The hard disk drive (or HDD) to read/write information on a magnetic disk (or disk) employs the disk as a storage medium and read/write data on the disk surface using a magnetic head (or head). The HDD typically comprises a head support device that suspends the head at a predetermined floating height over the disk surface to move the head to a target location on the disk radially.
An example of the head support device with the floating head in a conventional HDD is described as follows with reference to FIGS. 8 and 9. FIG. 8 is a plan view showing the main structure and relation between the head support device and the disk (“disk” also referred to as “recording medium”). FIG. 9 is a perspective view showing the main structure of the head support device in a conventional HDD.
Head support device 91 comprises: comparatively less rigid head suspension (“head suspension” also referred to as “support arm”) 92; plate spring 93; comparatively more rigid base arm 94; slider 95 mounted on the surface of one end of head suspension 92 facing disk 98; and a head (not shown) mounted on slider 95 as shown in FIGS. 8 and 9. Head suspension 92 with comparatively less rigidity is bent to form plate spring 93 at one end, and plate spring 93 is connected to base arm 94. Moreover, base arm 94 is secured rotatably on bearing 96, and head support device 91 can move pivotally within a predetermined angle to a target location on the disk radially using actuator 97 connected to base arm 94. Additionally, head actuator 90 consists of head support device 91, bearing 96 and actuator 97.
Disk 98 rotates at a predetermined speed by disk driving means 99. During a reading/writing operation of the HDD, balance between the floating force by air flow generated during rotation of disk 98 and biasing force against the disk surface suspends slider 95 at a predetermined floating height over the disk surface, and the head mounted to slider 95 reads and/or writes data over the disk surface at a predetermined floating height. Plate spring 93 formed on head support device 91 mainly provides slider 95 with the biasing force against the disk surface. Head support device 91 moves pivotally around bearing 96 as a rotation center using actuator 97 connected to base arm 94 to transport the head mounted on slider 95, floating over the disk surface at a predetermined floating height, to a target track location for reading/writing operation.
In the aforementioned head support device 91, floating at a predetermined height over the disk surface, plate spring 93 provided on head suspension 92 must have a function to allow slider 95 to follow disk 98 steadily under fluctuation of biasing forces caused by product quality fluctuation, in a case of vertical shock of disk 98. Therefore, head suspension 92 has typically a thin-plate or apertured structure with lower rigidity as well as a smaller spring constant to provide head support device 91 with a certain level of flexibility. To withstand and absorb external shocks on slider 95, various methods are presented, such as setting the center-of-mass of head support device on a specific position or adding a counter weight to cancel shocking loads (for example, see Japanese Patent Unexamined Publication No. 09082052 and H11-039808).

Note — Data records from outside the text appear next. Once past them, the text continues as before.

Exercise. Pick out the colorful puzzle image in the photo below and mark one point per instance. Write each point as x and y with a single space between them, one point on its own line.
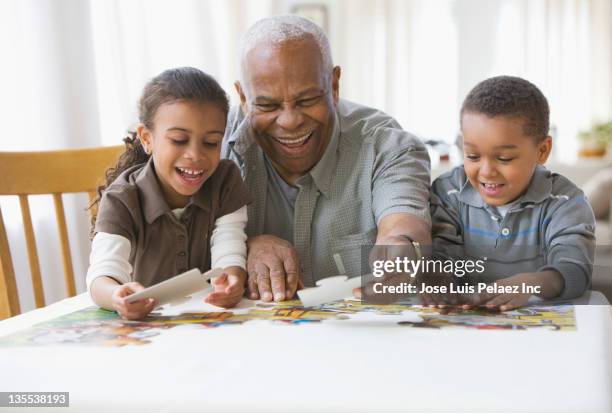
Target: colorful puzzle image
94 326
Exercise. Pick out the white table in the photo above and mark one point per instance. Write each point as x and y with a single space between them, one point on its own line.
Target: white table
331 366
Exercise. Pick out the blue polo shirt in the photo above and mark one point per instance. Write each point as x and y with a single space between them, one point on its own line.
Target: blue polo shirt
550 227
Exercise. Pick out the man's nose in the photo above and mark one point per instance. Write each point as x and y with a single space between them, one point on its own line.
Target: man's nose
290 118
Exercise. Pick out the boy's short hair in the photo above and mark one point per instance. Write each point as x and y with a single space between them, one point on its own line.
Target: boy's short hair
510 96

However, in the head support device used in conventional HDDs, a vibration mode such as torsion or the like occurs in positioning the head support device to a target track by pivotal movement because of the lowered resonance frequency owe to the adoption of thin-plate structure of head suspension 92. The drawback is that the time necessary to stabilize the vibration mode increases the reading/writing access time.
Additionally, the conventional structure must absorb external shocks by forming an arch in the thin-plate structure. Upon loading strong external shocks on the head support device, therefore, balance between the floating force by air flow generated in rotation of the disk and biasing force against the disk surface is disturbed to cause a possible risk of the slider 95 jumping from the disk surface because rigidity is especially lower in the slider mounting portion of the head suspension. The slider 95 sometimes collides with the disk by strong external shocks causing damages magnetically or mechanically. The problem is commonly observed in disk drives using the floating head system, such as optical disk drive, magneto-optical disk drive or the like.
Moreover, along with the downsizing trend of PCs, small sized and especially low profile HDD is required urgently. A low profile design is, therefore, needed for head support device that is a main component of the hard disk drive.